Contrairement aux autres formes de loisir aérien, notre activité n'est pas systématiquement pratiquée au sein d'une organisation encadrée en club. Il y a en effet beaucoup de pilotes que l'on peut qualifier d'isolés parce qu'ils sont propriétaires de leur machine. Ils ne doivent de compte à personne et ne se soumettent pas naturellement à la surveillance d'un chef pilote ou d'un instructeur. Ils laissent donc leur pratique dériver et oublient un peu les procédures d'urgence et les comportements dangereux à éviter. Il faut en permanence avoir conscience que voler ne peut être une activité anodine pour laquelle on peut confondre passion raisonnée et enthousiasme aveugle. Or, la seule attitude compatible avec le vol est un mélange de rigueur, d'attention et de modestie.

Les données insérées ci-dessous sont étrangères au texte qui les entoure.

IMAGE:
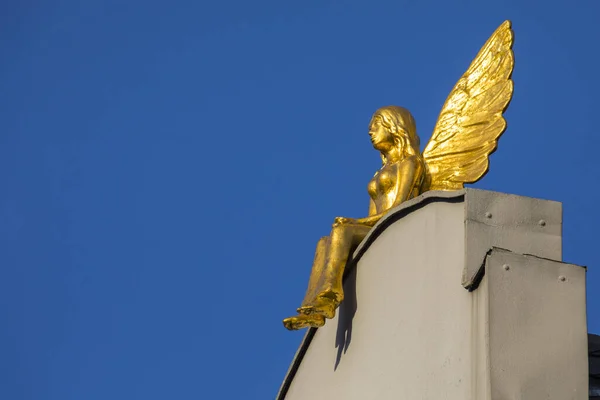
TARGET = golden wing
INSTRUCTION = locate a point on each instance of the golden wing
(471, 121)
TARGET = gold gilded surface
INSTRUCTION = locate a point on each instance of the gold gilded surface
(464, 136)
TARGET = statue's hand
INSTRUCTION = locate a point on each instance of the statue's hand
(343, 221)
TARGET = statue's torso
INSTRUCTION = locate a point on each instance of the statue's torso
(384, 186)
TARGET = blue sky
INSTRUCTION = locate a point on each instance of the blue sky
(167, 168)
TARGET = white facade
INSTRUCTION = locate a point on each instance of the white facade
(408, 328)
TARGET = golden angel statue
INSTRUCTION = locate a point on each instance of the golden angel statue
(464, 136)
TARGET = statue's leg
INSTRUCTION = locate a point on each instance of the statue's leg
(310, 319)
(328, 292)
(343, 240)
(315, 274)
(325, 291)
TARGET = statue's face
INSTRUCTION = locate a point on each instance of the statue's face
(380, 135)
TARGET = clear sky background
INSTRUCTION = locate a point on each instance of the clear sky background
(167, 168)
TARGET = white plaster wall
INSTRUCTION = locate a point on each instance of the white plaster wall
(410, 335)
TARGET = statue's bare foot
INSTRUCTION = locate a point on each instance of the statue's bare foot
(304, 321)
(324, 306)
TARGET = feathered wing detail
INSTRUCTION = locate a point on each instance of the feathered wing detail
(471, 121)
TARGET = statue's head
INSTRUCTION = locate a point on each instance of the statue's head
(394, 126)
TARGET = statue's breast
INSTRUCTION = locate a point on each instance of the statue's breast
(382, 182)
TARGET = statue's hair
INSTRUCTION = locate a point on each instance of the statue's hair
(401, 125)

Il y a bien sur plusieurs limites, celles de la réglementation, celles qui nous sont dictées par les lois de la physique, et les limites propres à chaque pilote.
Si chercher à repousser ses propres limites en accroissant ses compétences et son expérience peut être encouragé lorsque c'est fait de manière encadrée et avec rigueur, se laisser entraîner à violer la réglementation, vouloir atteindre et dépasser ses limites, celles du bon sens et celles de son appareil, ne sont pas des comportements acceptables.

Nous devons prendre conscience du fait que nous devons notre réglementation ULM au fait que les autorités de l'Etat ont fait le postulat, «à priori», que les pilotes d'ULM étaient capables de faire preuve de sens des responsabilités...sans forcement un encadrement réglementaire et étatique trop contraignant et étouffant.
Faisons ensemble en sorte qu'elles continuent à le penser. Cet état d'esprit ne pourra cependant perdurer qu'à la seule condition que la courbe s'inverse,

Fédération Française d'ULM
Thierry COUDERC
Président de la commission sécurité et analyse des accidents.